Sôn pasó entre las mesas para comprobar que todo iba bien, que estábamos perfectamente instalados. Ella cenaba sola con el conductor; un reparto poco democrático que ya en el desayuno había despertado la reprobación de Josiane.

Pero creo que, en el fondo, ella lo prefería así, aunque no tuviese nada contra nosotros; por muchos esfuerzos que hiciera, las largas discusiones en francés le pesaban un poco.

En la mesa de al lado, charlaban animadamente sobre la belleza del lugar; la alegría de encontrarse en plena naturaleza, lejos de la civilización; los valores esenciales, etc.

—Es que es genial —confirmó Léa—. ¿Han visto? Estamos en plena selva de verdad… Es que no me lo creo.

A nosotros nos costaba más encontrar un terreno común. Frente a mí, Lionel comía plácidamente, sin hacer el menor esfuerzo por animar la reunión. Yo miraba de reojo con nerviosismo. En un momento dado vi a un gordo barbudo salir de las cocinas para arengar violentamente a los camareros; tenía que ser el famoso Bertrand Le Moal. Para mí, hasta entonces, su mérito más obvio era haberles enseñado a los karenes la receta del
gratin dauphinois
. Era delicioso; y el asado de cerdo era perfecto, crujiente y tierno a la vez.

—Lo único que falta es un poco de tintorro… —dijo René con melancolía. Josiane frunció los labios con desprecio. No hacía falta preguntarle lo que pensaba de los turistas franceses que no podían viajar sin su tintorro. Valérie salió en defensa de René con bastante torpeza. Dijo que con la cocina tailandesa el vino no se echaba de menos, pero que con la francesa habría estado justificado. De todas formas, ella sólo bebía agua.

—¡Si uno viaja al extranjero —recalcó Josiane—, es para probar la cocina
local
y conocer las costumbres
locales
.! Si no, más vale quedarse en casa.

—¡Estoy de acuerdo! — gritó Robert. Ella se interrumpió, cortada, y le miró con odio.

—A veces ponen demasiadas especias… —confesó Josette con timidez—. Parece que a ustedes no les desagrada… —dijo mirándome, sin duda para aligerar la atmósfera.

—No, no, a mí me encanta.

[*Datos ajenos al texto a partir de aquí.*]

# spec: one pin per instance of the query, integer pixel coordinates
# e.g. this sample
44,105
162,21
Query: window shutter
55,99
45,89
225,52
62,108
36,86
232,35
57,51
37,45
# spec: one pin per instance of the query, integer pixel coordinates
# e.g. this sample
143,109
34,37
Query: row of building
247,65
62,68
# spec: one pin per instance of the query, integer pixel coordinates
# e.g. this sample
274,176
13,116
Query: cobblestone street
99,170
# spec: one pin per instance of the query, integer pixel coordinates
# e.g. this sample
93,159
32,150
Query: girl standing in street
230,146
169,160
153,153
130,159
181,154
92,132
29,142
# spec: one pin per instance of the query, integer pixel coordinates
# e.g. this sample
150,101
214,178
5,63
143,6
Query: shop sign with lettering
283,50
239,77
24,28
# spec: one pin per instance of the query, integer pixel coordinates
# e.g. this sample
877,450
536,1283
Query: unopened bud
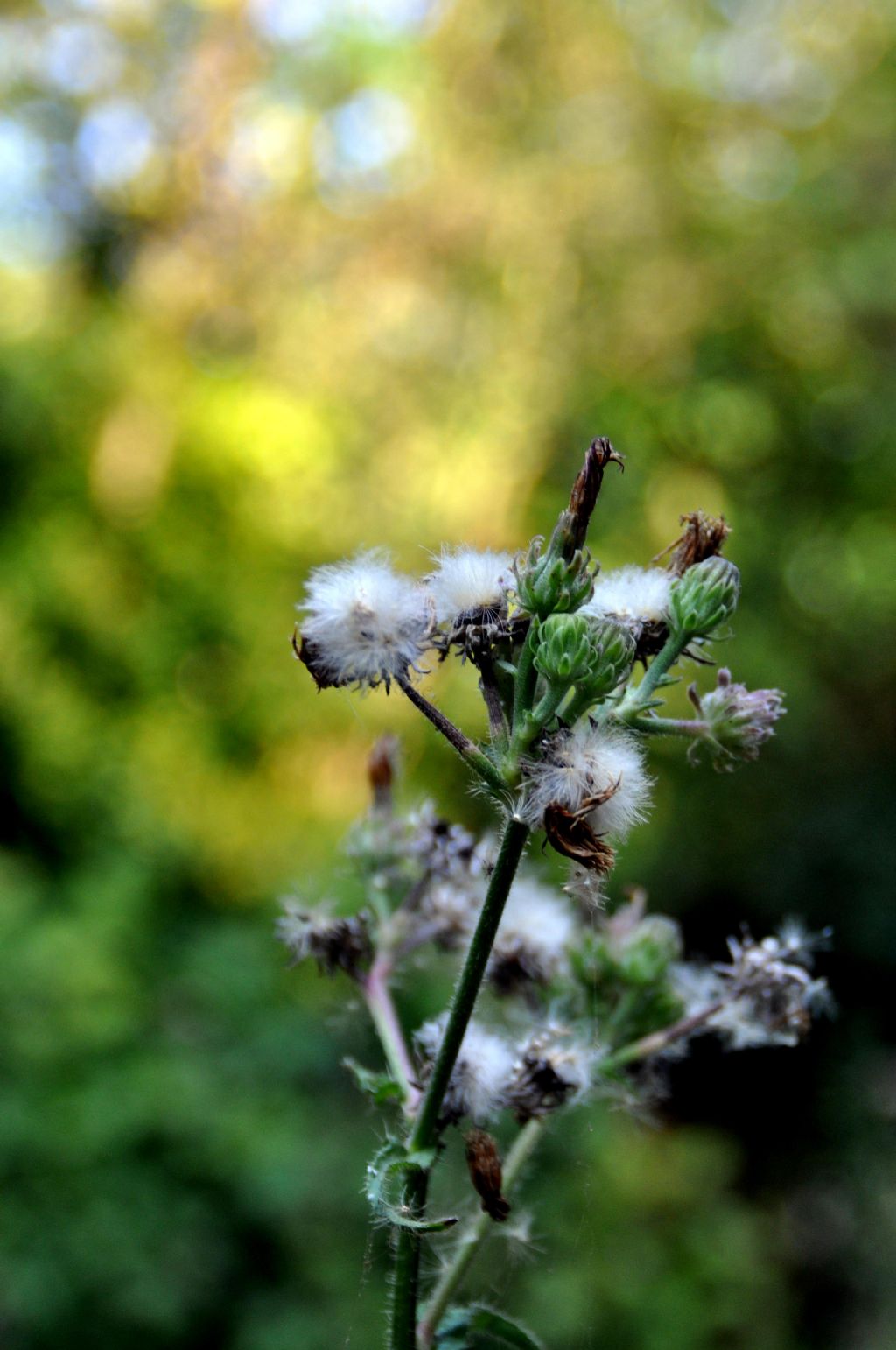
704,597
548,583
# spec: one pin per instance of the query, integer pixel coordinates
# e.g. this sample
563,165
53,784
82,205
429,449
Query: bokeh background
285,278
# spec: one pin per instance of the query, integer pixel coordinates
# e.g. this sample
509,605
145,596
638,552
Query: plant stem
492,697
382,1011
425,1133
471,1241
466,749
405,1277
667,657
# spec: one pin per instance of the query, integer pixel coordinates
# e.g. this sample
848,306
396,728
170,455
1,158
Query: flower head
535,933
634,594
738,720
468,582
482,1072
365,622
590,764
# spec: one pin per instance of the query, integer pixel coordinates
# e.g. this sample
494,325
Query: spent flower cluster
560,996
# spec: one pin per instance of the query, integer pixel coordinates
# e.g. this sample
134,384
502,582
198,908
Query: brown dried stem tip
483,1163
584,493
382,767
704,536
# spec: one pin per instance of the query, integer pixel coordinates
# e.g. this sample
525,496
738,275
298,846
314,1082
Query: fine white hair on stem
482,1072
584,763
467,580
536,931
365,622
636,594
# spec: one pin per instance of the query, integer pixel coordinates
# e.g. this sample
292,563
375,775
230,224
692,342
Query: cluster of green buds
592,654
704,598
550,583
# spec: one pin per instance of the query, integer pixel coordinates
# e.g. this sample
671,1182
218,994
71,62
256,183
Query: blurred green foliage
284,279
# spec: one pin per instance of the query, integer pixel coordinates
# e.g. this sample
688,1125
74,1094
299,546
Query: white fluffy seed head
590,762
634,594
552,1070
535,933
482,1072
365,622
467,580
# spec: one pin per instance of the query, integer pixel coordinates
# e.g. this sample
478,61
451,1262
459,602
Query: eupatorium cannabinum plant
572,664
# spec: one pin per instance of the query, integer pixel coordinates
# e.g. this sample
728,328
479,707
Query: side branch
466,749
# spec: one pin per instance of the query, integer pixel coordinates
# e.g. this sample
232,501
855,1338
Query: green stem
537,719
666,725
425,1133
667,657
471,1241
527,679
466,749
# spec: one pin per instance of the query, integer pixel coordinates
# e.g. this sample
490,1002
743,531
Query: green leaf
380,1087
386,1164
482,1329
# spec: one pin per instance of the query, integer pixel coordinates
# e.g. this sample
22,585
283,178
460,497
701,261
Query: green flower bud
547,583
649,949
704,597
594,655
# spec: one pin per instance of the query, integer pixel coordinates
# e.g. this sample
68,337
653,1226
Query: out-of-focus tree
281,279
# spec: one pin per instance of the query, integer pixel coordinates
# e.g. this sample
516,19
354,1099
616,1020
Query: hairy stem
466,749
405,1276
471,1241
652,725
382,1011
425,1133
657,1041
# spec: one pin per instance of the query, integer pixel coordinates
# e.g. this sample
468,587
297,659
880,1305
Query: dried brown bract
483,1163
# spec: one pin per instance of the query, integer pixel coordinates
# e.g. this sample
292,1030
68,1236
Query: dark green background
269,344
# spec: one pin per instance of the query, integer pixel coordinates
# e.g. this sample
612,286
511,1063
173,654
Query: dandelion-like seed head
634,594
533,937
552,1070
482,1072
365,624
590,762
468,582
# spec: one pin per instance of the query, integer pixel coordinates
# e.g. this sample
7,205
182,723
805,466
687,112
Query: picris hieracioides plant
572,664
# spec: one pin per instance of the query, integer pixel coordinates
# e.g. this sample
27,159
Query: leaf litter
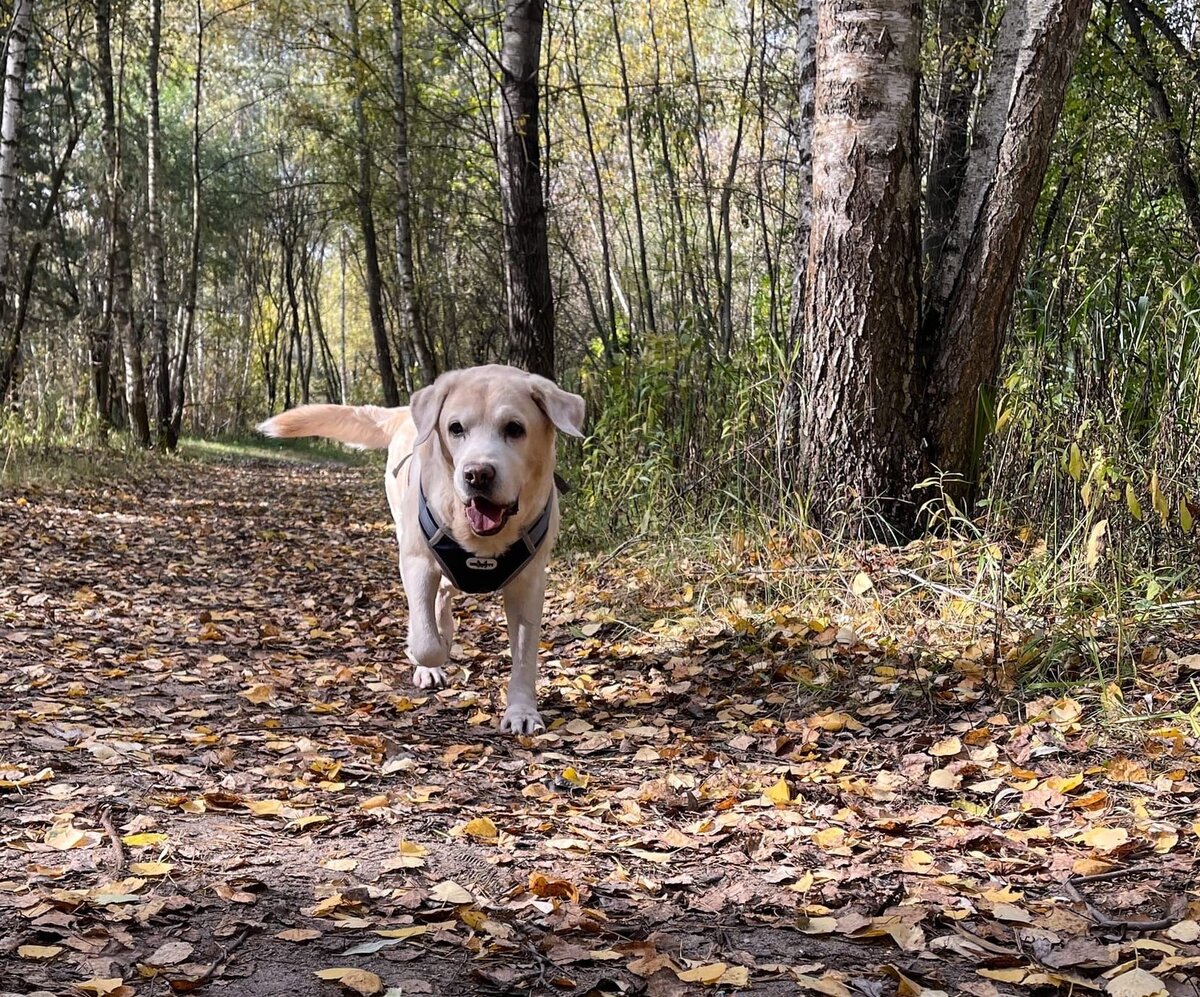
214,770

Cuantas más especias, más me gusta. En París siempre voy a restaurantes chinos —contesté apresuradamente. Así la conversación se desvió hacia los restaurantes chinos, que en los últimos tiempos se habían multiplicado tanto en París. A Valérie le gustaban mucho por los menús de mediodía: no eran nada caros, estaban mucho mejor que los sitios de comida rápida, y seguro que todo era mucho más sano. Josiane no tenía nada que decir sobre el tema, comía en el restaurante de la empresa; en cuanto a Robert, debía de pensar que la conversación era indigna de él. En resumen, que las cosas fueron más o menos bien hasta los postres.